Interpersonal skills

Interpersonal skills are an important part of relating to others. They include how well we communicate with others as well as how well we listen and understand what is being said. Interpersonal skills are sometimes called social skills or people skills.

This document lists some of the interpersonal skills you may find useful when working with others.

Attending

Attending is basically paying attention to someone. This is mainly done through your body language. Attending behaviour encourages communication.

Some ways you can show you are paying attention is to:

  • use eye contact (but do not stare at the person – some cultures find this very offensive).
  • use facial expressions to show you understand what they are saying (instead of just staring blankly at them).
  • not fidget and don’t treat other things (watches, cell phones, what is happening out the window) as more important that the person that you are talking to.

Clarifying

Clarifying allows you to check accuracy, reduces the risk of misinterpreting vague messages and communicates that you value someone else’s perspective. Clarification questions include:

  • “Do you mean …?”
  • “Are you saying …?”

Clarifying can involving inviting the young person to become more specific or getting the young person to elaborate or rephrase an idea. The intent is to help the youth worker better understand the young person's thoughts, feelings and behaviours. Clarifying informs young people that their ideas are worthy of exploration and consideration. You honour the young person while attempting to gain an understanding.

Encouraging

‘Encouragers’ are signs that prompt participants to continue talking. They include verbal and non-verbal forms of communication including:

  • nods.
  • open-handed gestures.
  • comments such as “uh-huh”, “yes” or “ok”.

Sometimes by giving a minimal response, for example, just a little nod or sound of agreement, you can encourage the young person to continue talking.

Following

Following is when you echo or mirror the body language, posture, tone and style of speech of the person you are talking to. It is normally something done naturally and it puts people at ease, although be careful to not copy any strange behaviour!

Questioning

Asking questions is an excellent way of finding out more information or encouraging discussion among a group. There are two main types of questioning that are useful when relating to others: asking open or closed questions. It is good to use a balance of both open and closed question, especially in group situations.

Open questions

Open questions are those that have no specific response, and are difficult to answer in a few words. They encourage people to talk and provide you with maximum information. Open questions typically begin with: “What”, “Why”, “How” or “Could”. For example, “What would you like to do next week?”

Open questions are also critical so you let the young person express their views, rather than you asking questions as if you are trying to prove a point. If you ask only the questions that you know will get the answer you want, you’ll only find out more of what you already know. Open questions let people express their views in a non-threatening way.
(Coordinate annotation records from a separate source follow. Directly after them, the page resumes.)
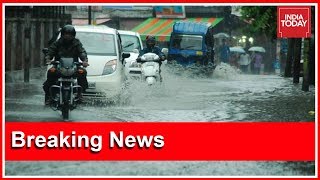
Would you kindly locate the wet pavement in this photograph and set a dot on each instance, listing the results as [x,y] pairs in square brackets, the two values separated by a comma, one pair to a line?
[225,96]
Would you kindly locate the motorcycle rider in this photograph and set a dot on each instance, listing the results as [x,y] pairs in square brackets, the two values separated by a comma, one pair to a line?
[152,48]
[66,46]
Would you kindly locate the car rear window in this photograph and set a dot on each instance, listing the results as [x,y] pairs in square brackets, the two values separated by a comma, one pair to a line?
[98,43]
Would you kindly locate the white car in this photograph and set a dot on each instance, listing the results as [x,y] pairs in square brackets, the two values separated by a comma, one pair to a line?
[106,73]
[131,43]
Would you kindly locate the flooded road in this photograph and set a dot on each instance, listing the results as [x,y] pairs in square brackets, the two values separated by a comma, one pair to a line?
[226,96]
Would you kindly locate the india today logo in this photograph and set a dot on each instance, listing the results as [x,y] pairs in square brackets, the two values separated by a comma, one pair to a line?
[294,22]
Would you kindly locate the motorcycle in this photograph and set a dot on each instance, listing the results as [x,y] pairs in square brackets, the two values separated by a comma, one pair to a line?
[66,93]
[150,67]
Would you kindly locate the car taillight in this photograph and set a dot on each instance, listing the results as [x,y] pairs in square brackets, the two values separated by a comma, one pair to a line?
[110,67]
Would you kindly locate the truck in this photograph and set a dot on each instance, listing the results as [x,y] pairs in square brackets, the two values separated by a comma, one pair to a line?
[192,43]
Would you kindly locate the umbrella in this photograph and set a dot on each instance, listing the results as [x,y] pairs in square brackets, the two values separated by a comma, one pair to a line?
[221,35]
[237,49]
[257,48]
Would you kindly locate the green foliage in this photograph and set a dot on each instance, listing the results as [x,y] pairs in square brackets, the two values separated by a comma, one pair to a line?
[262,19]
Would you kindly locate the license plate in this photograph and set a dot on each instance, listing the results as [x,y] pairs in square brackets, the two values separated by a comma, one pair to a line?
[92,85]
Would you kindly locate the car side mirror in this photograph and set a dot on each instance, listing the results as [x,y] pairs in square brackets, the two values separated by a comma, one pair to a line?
[45,51]
[165,51]
[136,51]
[125,55]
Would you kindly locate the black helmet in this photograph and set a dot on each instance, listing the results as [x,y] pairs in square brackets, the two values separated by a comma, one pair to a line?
[151,41]
[69,29]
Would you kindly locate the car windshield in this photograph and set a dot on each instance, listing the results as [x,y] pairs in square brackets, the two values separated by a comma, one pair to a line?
[130,42]
[98,43]
[188,42]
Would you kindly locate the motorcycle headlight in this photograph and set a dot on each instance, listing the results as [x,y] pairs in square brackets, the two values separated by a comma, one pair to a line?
[110,67]
[67,71]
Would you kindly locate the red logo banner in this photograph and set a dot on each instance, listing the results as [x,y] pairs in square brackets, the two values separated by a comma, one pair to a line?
[294,22]
[160,141]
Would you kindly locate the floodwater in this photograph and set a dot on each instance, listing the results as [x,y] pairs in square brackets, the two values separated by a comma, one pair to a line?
[227,95]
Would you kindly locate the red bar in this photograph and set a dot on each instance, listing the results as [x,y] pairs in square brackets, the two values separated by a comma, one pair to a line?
[182,141]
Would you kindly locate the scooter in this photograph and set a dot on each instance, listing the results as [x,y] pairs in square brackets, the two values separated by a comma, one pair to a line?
[150,68]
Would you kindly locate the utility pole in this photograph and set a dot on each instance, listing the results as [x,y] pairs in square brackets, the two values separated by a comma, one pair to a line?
[89,15]
[27,36]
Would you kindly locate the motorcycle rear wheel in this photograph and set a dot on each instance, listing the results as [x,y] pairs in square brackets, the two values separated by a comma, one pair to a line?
[65,111]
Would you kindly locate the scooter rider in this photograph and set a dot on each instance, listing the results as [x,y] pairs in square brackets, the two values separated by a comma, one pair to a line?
[152,48]
[66,46]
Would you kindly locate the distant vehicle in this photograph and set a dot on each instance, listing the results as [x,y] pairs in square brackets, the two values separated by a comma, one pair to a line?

Open questions are useful to:

  • begin an interview.
  • obtain information.
  • encourage elaboration and allow young people to expand on what has been said. For example, “Tell me more about…” or “When you say…, what exactly do you mean?”
  • get feelings about to a particular issue.
  • encourage participation.

Closed questions

Closed questions generally have a limited number of alternative responses and can be answered in a few words or sentences. They help focus the responses of interviewees and validate information. Therefore, closed questions are typically more common in workshops or interviews intended to validate ideas. Closed questions usually begin with: “is …?”, “are …?” or “do …?”. For example, “Do you have any brothers?”

Closed questions are useful to:

  • narrow the topic of discussion.
  • obtain specific information.
  • identify parameters of a problem or issue.
  • contain someone who is dominating a discussion or activity and refocus the group or session.

When using closed questions, be careful not to ‘fire’ them at the young person or make it sound like they’ve done something bad. Make sure you don’t put words in people’s mouths, for example, “the school is pretty bad, isn’t it?”. People tend to agree with what the person asking thinks. This is called demand bias.

Paraphrasing

Paraphrasing can be a way to clarify what you have heard. Paraphrasing a young person’s response involves rephrasing the content of their message. Rather than repeating back exactly what you have heard, use some of your own words as well as the key words used by the young person. This helps communicate that you have understood their point and helps them focus on the information they are providing. Listen then for the young person to confirm that you have recalled their message accurately. They can then add further detail or restate their opinion if you haven’t got it quite right.

Reflecting feeling and content

Another key way of building rapport with a young person and making them feel understood is to reflect back to them what you hear in terms of the content and the feeling behind their message. For example:

Young person:“I hate all this homework. It’s never ending and I just want to leave school. I’m sick of it all.”

Youth worker:“It sounds like you are under a lot of pressure at school.”

Summarising

At the end of a conversation with a young person, you can restate the main points as you perceive them to check that both you and the young person have the same understanding of the conversation.

Body language

Body language can be just as important as anything that is said to a young person. Body language should usually be open, relaxed and show that you are paying attention to the young person. Closed body language, for example, crossed arms and legs with no eye contact, may suggest defensiveness or anger towards the young person.